Ms O’Driscoll accepted that more needs to be done to ensure that the tide turns fully on the entrenched stereotypical attitudes towards girls and STEM subjects and careers.
“Less than 25% of the STEM workforce are women and that hasn’t changed in about 10 years. It’s glacial,” she said. “We also see it at leadership level, so there are problems. But I have seen the dial change. We are talking about it more, and we need to see it coming through in the numbers.
“But we have been able to prove that if a girl attends three or more extra curricular STEM events, she’s 30% more likely to chose two STEM subjects to leaving cert. We are giving these girls the opportunity to see what it’s like to work in STEM. We’re about presenting the choices, and letting them choose.”
More than 5,000 female transition-year students, and 272 teachers from 133 schools from 19 counties will attend the I Wish event which finishes in Cork today, and will take place in Dublin’s RDS next Monday and Tuesday. Attendees heard talks from female role models working in Facebook, Google, Twitter, J&J, and Arup.

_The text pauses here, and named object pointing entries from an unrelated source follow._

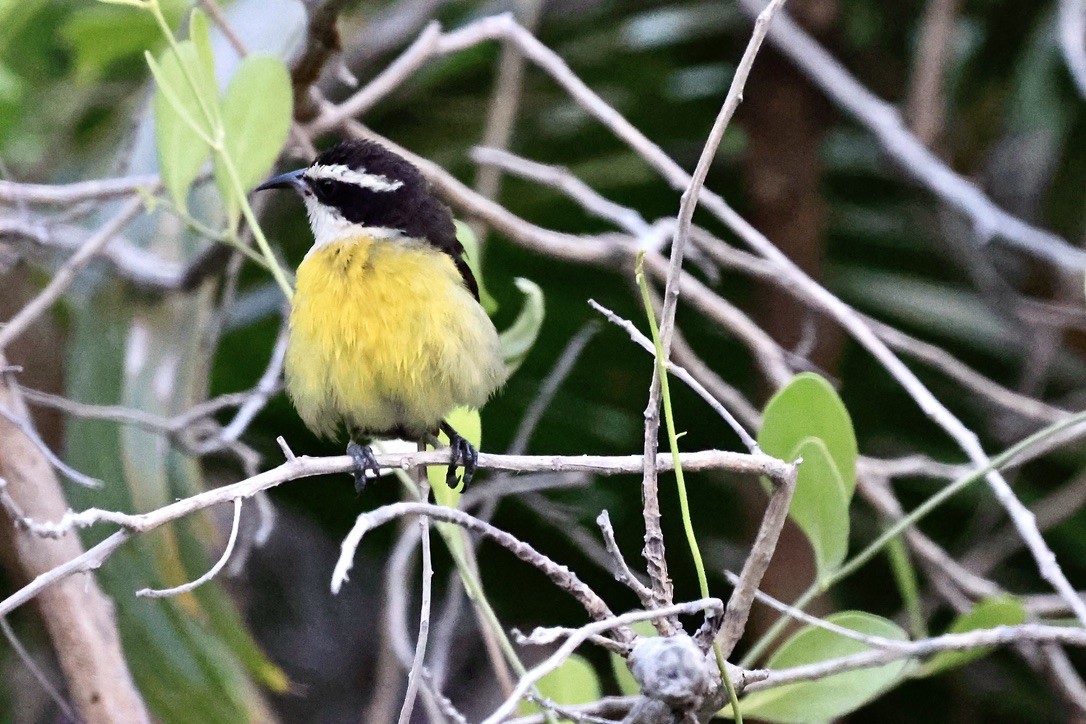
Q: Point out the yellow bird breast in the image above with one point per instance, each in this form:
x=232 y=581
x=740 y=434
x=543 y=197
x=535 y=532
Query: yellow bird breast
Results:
x=384 y=338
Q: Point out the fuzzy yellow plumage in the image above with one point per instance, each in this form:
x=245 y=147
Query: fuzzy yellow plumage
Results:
x=386 y=339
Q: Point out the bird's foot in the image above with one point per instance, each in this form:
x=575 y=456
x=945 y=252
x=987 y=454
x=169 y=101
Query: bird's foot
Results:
x=364 y=462
x=463 y=453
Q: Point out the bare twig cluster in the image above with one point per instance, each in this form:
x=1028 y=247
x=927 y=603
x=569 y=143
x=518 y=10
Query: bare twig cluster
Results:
x=957 y=581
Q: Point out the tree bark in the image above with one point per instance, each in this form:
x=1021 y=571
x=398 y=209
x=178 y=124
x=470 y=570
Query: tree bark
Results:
x=78 y=617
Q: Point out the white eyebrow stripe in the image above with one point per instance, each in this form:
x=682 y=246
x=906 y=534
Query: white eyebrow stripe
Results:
x=348 y=175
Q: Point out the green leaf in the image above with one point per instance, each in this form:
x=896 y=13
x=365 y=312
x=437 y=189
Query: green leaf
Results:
x=180 y=127
x=627 y=684
x=471 y=255
x=256 y=113
x=990 y=612
x=572 y=683
x=518 y=339
x=809 y=407
x=820 y=505
x=833 y=696
x=99 y=36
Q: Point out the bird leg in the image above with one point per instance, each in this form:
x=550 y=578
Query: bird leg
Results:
x=463 y=453
x=364 y=461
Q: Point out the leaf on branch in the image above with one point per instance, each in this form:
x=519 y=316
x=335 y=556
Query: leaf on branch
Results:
x=180 y=127
x=808 y=420
x=472 y=256
x=820 y=505
x=518 y=339
x=832 y=696
x=987 y=613
x=256 y=112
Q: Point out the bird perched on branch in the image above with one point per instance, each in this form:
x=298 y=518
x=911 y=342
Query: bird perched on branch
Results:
x=387 y=334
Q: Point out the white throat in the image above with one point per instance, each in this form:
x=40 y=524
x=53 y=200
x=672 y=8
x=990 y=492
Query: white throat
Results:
x=329 y=226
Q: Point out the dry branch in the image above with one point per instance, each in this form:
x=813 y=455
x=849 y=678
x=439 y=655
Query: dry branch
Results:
x=77 y=615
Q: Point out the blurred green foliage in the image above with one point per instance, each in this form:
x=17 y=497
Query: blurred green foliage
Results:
x=73 y=84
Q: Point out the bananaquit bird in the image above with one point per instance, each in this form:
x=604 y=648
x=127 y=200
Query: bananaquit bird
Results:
x=387 y=334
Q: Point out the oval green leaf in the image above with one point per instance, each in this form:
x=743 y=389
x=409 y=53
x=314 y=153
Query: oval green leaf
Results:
x=471 y=255
x=572 y=683
x=820 y=505
x=809 y=407
x=180 y=124
x=518 y=339
x=833 y=696
x=256 y=112
x=990 y=612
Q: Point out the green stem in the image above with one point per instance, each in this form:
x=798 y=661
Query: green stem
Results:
x=695 y=551
x=214 y=122
x=475 y=591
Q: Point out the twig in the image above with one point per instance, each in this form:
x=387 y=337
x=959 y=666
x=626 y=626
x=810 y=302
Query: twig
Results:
x=680 y=372
x=552 y=662
x=654 y=536
x=754 y=569
x=72 y=193
x=556 y=177
x=131 y=263
x=36 y=671
x=914 y=159
x=558 y=574
x=257 y=397
x=973 y=639
x=621 y=570
x=792 y=612
x=503 y=106
x=67 y=271
x=27 y=429
x=185 y=587
x=926 y=101
x=414 y=676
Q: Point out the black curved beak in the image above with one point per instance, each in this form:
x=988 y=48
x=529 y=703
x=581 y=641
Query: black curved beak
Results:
x=288 y=180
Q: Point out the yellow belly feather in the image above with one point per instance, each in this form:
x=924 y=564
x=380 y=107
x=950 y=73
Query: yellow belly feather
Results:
x=383 y=335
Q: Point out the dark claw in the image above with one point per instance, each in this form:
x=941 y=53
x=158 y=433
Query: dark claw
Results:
x=461 y=453
x=364 y=461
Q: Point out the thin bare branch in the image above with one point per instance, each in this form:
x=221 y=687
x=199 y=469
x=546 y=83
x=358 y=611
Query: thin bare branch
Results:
x=185 y=587
x=71 y=193
x=532 y=676
x=1072 y=33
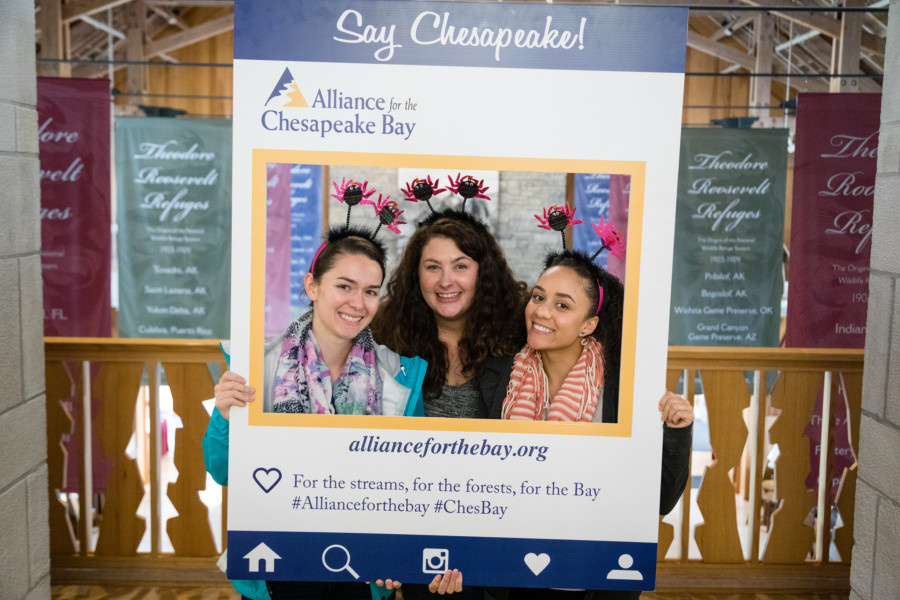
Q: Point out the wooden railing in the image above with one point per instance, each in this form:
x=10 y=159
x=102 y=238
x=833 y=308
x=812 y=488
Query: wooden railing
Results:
x=759 y=529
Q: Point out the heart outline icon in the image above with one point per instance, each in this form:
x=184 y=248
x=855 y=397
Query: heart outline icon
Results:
x=537 y=562
x=266 y=477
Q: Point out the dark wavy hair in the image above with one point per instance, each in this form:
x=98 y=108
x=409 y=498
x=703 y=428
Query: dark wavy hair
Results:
x=609 y=330
x=347 y=240
x=494 y=322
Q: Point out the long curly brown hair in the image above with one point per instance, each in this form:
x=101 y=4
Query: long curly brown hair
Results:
x=494 y=323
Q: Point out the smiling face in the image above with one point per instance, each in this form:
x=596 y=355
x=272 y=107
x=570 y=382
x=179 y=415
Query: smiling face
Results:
x=345 y=297
x=447 y=279
x=557 y=313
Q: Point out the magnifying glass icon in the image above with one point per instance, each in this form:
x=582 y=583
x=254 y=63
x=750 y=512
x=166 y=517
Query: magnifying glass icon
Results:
x=345 y=567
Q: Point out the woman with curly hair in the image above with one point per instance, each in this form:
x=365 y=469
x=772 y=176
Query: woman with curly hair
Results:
x=454 y=301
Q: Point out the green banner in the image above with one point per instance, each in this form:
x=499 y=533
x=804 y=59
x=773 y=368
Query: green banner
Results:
x=729 y=229
x=174 y=200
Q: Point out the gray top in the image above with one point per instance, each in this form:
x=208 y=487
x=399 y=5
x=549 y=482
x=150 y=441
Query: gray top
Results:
x=456 y=402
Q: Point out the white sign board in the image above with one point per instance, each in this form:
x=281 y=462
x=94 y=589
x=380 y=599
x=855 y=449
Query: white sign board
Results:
x=445 y=88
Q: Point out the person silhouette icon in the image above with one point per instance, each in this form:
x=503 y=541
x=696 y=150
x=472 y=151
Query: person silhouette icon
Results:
x=625 y=572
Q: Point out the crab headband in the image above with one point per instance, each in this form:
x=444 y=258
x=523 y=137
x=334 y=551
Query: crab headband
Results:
x=464 y=185
x=559 y=218
x=351 y=193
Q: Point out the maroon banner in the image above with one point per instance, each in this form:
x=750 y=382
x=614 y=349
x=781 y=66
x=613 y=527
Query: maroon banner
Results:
x=831 y=220
x=278 y=249
x=74 y=135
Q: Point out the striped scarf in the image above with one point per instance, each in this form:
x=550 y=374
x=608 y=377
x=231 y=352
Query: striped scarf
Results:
x=581 y=394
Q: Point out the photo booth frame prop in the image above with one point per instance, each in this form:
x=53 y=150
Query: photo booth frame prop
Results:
x=394 y=84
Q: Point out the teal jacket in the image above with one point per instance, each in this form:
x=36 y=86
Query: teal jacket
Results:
x=402 y=379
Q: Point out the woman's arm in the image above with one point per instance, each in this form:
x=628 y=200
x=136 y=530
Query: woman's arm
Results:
x=230 y=391
x=678 y=415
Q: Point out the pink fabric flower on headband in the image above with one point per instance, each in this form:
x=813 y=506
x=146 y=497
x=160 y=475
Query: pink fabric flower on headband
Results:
x=422 y=189
x=611 y=239
x=467 y=187
x=350 y=192
x=388 y=213
x=557 y=218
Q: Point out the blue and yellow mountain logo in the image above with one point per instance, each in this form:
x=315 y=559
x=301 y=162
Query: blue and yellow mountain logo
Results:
x=287 y=93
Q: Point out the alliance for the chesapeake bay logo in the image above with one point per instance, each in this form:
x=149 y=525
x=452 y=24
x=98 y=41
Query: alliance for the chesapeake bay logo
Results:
x=348 y=112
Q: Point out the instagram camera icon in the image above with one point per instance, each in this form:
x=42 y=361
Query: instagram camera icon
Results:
x=435 y=560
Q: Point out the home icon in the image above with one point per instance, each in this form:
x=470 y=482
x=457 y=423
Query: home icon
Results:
x=259 y=554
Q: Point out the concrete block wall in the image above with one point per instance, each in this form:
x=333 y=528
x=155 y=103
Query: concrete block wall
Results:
x=521 y=196
x=876 y=551
x=25 y=551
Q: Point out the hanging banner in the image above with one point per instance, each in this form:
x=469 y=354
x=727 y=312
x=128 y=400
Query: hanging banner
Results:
x=831 y=219
x=174 y=180
x=619 y=191
x=843 y=457
x=591 y=192
x=76 y=243
x=278 y=248
x=729 y=224
x=425 y=86
x=306 y=227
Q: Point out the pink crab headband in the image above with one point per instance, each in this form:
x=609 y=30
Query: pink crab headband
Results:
x=559 y=218
x=465 y=186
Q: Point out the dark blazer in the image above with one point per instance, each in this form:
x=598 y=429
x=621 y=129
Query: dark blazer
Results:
x=676 y=442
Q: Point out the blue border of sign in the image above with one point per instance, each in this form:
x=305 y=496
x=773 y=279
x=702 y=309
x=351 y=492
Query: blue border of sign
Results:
x=602 y=38
x=569 y=563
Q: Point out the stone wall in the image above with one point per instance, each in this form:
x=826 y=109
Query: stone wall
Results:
x=24 y=553
x=876 y=552
x=521 y=195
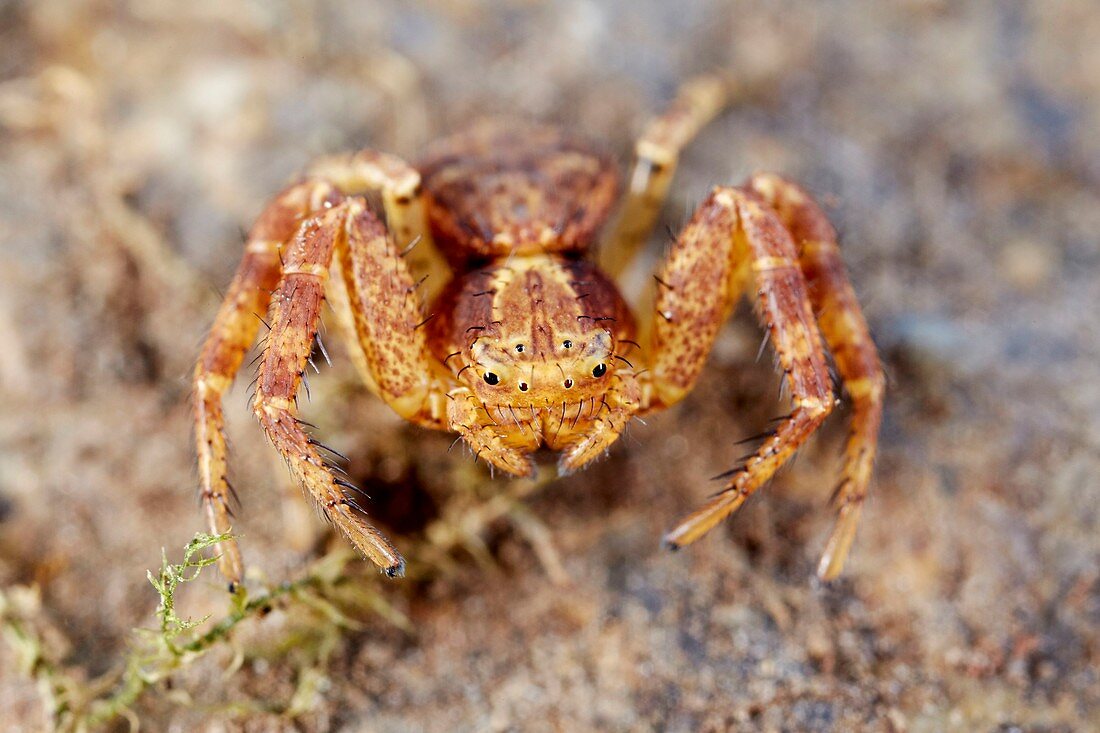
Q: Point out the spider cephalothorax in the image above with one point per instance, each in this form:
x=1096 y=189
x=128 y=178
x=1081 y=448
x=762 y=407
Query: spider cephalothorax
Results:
x=530 y=345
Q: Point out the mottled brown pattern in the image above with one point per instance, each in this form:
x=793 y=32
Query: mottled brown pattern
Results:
x=231 y=336
x=499 y=189
x=845 y=330
x=295 y=316
x=531 y=346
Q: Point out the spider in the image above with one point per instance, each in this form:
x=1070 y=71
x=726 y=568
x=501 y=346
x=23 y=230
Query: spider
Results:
x=530 y=345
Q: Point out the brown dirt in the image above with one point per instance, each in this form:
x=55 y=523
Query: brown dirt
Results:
x=958 y=146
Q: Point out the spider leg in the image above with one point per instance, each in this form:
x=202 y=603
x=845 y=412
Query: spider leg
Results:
x=736 y=226
x=376 y=304
x=231 y=336
x=398 y=185
x=294 y=317
x=657 y=152
x=845 y=330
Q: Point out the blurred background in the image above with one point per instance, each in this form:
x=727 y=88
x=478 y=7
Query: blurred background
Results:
x=957 y=146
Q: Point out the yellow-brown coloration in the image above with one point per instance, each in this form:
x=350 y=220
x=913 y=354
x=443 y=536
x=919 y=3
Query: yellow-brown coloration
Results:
x=529 y=345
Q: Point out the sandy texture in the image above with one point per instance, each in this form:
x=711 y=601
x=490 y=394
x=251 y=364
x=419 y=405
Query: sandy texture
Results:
x=958 y=149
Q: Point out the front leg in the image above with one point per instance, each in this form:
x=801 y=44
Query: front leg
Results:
x=295 y=314
x=848 y=338
x=733 y=229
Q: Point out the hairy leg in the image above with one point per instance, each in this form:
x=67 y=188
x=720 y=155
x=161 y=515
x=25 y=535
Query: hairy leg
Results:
x=398 y=185
x=231 y=336
x=735 y=226
x=845 y=330
x=471 y=419
x=295 y=314
x=385 y=316
x=657 y=152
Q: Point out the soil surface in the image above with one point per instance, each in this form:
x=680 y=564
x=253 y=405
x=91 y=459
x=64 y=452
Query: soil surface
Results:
x=957 y=146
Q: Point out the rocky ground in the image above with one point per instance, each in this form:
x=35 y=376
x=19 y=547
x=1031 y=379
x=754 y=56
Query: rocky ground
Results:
x=956 y=145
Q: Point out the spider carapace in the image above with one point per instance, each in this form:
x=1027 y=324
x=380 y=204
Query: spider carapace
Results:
x=530 y=345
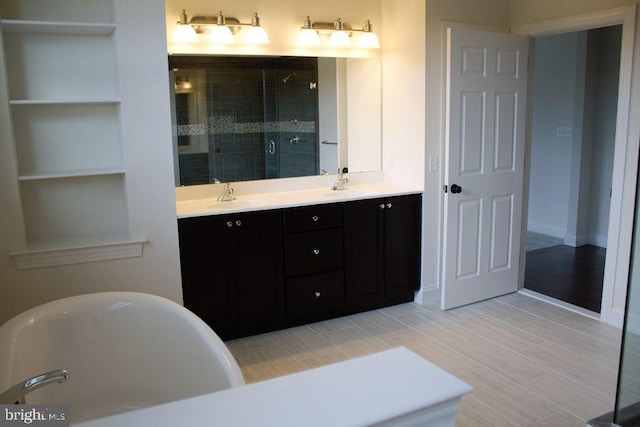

Jacqueline Elebert, an advertising operations specialist at Twitter’s European headquarters in Dublin, urged students to be open-minded: “My advice to students is to be open to learning, to working hard, and don’t limit yourself.”
Stryker, Dell EMC, Johnson & Johnson were among those with stands at the event, which also featured, for the first time, a teacher zone to help teachers make STEM subjects more interesting.
A survey last year found that 94% of students are influenced by how a subject is taught, with 75% of teachers saying they would like more STEM training. Ms O’Driscoll said providing the teachers with support would not just inspire their current students, but future students too.
I Wish was set up in Cork in 2015 by Ms O’Driscoll, a tax partner at KPMG, solicitor Gillian Keating, and Ruth Buckley, head of IT at Cork City Council. The initiative has won several awards for inspiring female students to pursue careers in STEM.